These days, more than ever, you have to be leery of the company you keep. Two defendants found this out the hard way when they were convicted of felony crimes not for what they did, but rather for what their roommates allegedly did.
In State v. Omot, Mr. Omot’s roommate was charged with drug crimes for having marijuana in his dresser drawer. The evidence showed that the drawer did not belong to Omot, none of Omot’s property was found in the drawer, and Omot never accessed the drawer. A third person who also lived in the house, and who got her marijuana from Omot’s roommate, testified that she never saw Omot use or sell marijuana.
So why did the prosecutor charge Omot, and why did the jury convict him? When raiding the house, the police found a completely unrelated picture of Omot, alone, holding a firearm. This, the prosecutor contended, showed that Omot was “ready and willing to act as an ‘enforcer’ for [his roommate] in a drug trafficking operation.” As a result of this embarrassingly weak guesswork, Omot was convicted as a party-to-the-crime and sent to jail.
Similarly, in State v. Miller, Mr. Miller was charged with sex crimes for having sexual intercourse with a minor. The minor testified that she had sex with Miller and his two roommates in a motel room, and semen evidence was also presented at trial. The DNA expert “could not exclude Miller” as being the source of some of the semen. Miller denied having sex with the minor, but, apparently because the DNA evidence did not prove his innocence, he was convicted and sentenced to nearly two decades in prison.
When additional, post-conviction DNA testing proved that Miller was not the source of any of the semen, and that the semen actually belonged to the “victim’s” boyfriend, Miller asked for a new trial. The trial judge refused, and kept Miller in prison. Why? Because, the judge said, even though Miller didn’t have sex with the “victim,” he saw one of his two roommates possibly having sexual contact with her on the dance floor earlier that night. And, because Miller observed it and didn’t do anything to stop it, he was still guilty of sexual assault as a party-to-the-crime.
This type of guilt by association is common, and party-to-the-crime statutes are incredibly far-reaching. What is not common, however, is what happened next: both convictions were reversed. The appellate court reversed Omot’s conviction for lack of evidence, and ordered the trial judge to enter a full and final acquittal. In Miller’s case, however, the appellate court reversed the conviction due to the trial judge’s gross misunderstanding of the party-to-a-crime law. Instead of ordering a full and final acquittal, the appellate court ordered the trial judge to decide whether Miller should get a new trial where he can use the new DNA evidence in his defense. Let’s hope the trial judge gets this one right. (Hint, judge: the answer is yes.)

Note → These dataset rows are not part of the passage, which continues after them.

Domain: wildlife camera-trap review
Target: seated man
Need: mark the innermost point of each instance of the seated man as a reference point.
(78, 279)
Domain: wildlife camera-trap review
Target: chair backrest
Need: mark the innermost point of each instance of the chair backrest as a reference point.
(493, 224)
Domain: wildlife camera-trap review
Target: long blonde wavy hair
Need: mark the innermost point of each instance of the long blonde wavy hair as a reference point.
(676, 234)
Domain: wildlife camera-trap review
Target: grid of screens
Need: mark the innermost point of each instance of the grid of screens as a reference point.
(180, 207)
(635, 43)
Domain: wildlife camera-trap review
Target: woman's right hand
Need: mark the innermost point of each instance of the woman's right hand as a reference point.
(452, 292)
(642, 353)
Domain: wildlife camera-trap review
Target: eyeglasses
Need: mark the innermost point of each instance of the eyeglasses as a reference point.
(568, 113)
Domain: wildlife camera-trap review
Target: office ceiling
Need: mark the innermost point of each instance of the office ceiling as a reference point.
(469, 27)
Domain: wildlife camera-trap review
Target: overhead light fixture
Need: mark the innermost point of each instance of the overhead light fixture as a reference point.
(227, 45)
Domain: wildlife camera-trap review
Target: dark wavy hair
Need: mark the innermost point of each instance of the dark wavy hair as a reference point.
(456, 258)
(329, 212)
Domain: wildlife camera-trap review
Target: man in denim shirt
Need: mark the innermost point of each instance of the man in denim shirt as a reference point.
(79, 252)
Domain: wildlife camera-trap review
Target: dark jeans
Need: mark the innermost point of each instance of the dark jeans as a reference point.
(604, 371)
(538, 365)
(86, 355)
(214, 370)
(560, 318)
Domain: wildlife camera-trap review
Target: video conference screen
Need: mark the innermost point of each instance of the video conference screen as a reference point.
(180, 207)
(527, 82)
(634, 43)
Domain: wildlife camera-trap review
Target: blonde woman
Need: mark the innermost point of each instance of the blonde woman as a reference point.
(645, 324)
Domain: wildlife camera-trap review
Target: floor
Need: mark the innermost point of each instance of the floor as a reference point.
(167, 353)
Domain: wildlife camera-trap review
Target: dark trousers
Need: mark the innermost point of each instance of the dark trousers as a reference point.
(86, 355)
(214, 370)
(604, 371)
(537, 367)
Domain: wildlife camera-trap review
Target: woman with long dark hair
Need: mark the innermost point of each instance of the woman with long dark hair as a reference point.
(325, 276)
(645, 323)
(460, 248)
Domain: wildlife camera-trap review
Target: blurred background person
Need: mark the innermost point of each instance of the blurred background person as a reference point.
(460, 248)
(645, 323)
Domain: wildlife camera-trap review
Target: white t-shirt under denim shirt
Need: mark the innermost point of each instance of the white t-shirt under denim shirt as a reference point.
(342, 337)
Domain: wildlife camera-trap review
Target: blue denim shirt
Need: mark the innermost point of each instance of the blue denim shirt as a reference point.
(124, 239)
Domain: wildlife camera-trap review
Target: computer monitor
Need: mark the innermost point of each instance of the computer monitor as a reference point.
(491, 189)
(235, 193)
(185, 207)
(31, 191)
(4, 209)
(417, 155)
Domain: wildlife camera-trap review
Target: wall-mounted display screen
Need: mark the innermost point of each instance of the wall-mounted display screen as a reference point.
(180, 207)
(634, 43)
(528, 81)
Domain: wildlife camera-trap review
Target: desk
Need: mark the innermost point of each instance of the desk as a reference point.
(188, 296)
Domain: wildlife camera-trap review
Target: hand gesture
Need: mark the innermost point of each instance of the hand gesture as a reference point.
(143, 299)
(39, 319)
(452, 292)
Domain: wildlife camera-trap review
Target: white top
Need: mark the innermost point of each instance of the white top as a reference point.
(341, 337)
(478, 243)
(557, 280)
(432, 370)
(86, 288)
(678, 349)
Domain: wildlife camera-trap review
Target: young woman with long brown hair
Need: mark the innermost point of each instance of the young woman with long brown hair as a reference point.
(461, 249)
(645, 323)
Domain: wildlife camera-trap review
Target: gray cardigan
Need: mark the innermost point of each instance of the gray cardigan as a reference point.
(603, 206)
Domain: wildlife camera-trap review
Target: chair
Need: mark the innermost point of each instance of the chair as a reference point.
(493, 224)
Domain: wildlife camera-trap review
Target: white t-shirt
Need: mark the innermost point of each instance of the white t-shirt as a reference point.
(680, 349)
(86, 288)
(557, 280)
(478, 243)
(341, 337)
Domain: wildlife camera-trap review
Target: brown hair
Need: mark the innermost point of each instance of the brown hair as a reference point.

But few defendants are as lucky as Miller, and especially Omot. The reason is that after a conviction, the appellate court has to review the evidence in the light most favorable to the state, and must also give the state all inferences so that the dots may be connected to form the requisite picture of guilt. Only when the evidence and inferences don’t exist at all may an appellate court reverse a conviction.
But these reversals, as anomalous as they are, raise some interesting questions:
- Are these two rare reversals—occurring within five weeks of each other—just the tip of the iceberg? How many other equally weak, or nearly as weak, convictions do not get reversed?
- How is it that some people think they can know something to such a high degree of certainty—here, a defendant’s guilt beyond a reasonable doubt—without any evidence?
- Why are some juries and some judges so eager to convict and incarcerate people? Without any evidence, is it based on race or some other physical characteristic that can’t be seen when reading the trial transcript? Or is it just our love of punishment, even in cases where a crime was committed, if at all, by someone else?
- Are the convictions in these two cases just a symptom of a greater problem? Are they just the natural result of our inability to think critically, skeptically, and logically?
Fortunately, these are questions that Mr. Omot and (hopefully) Mr. Miller can ponder at their local coffeehouse or pub, instead of at jail or prison.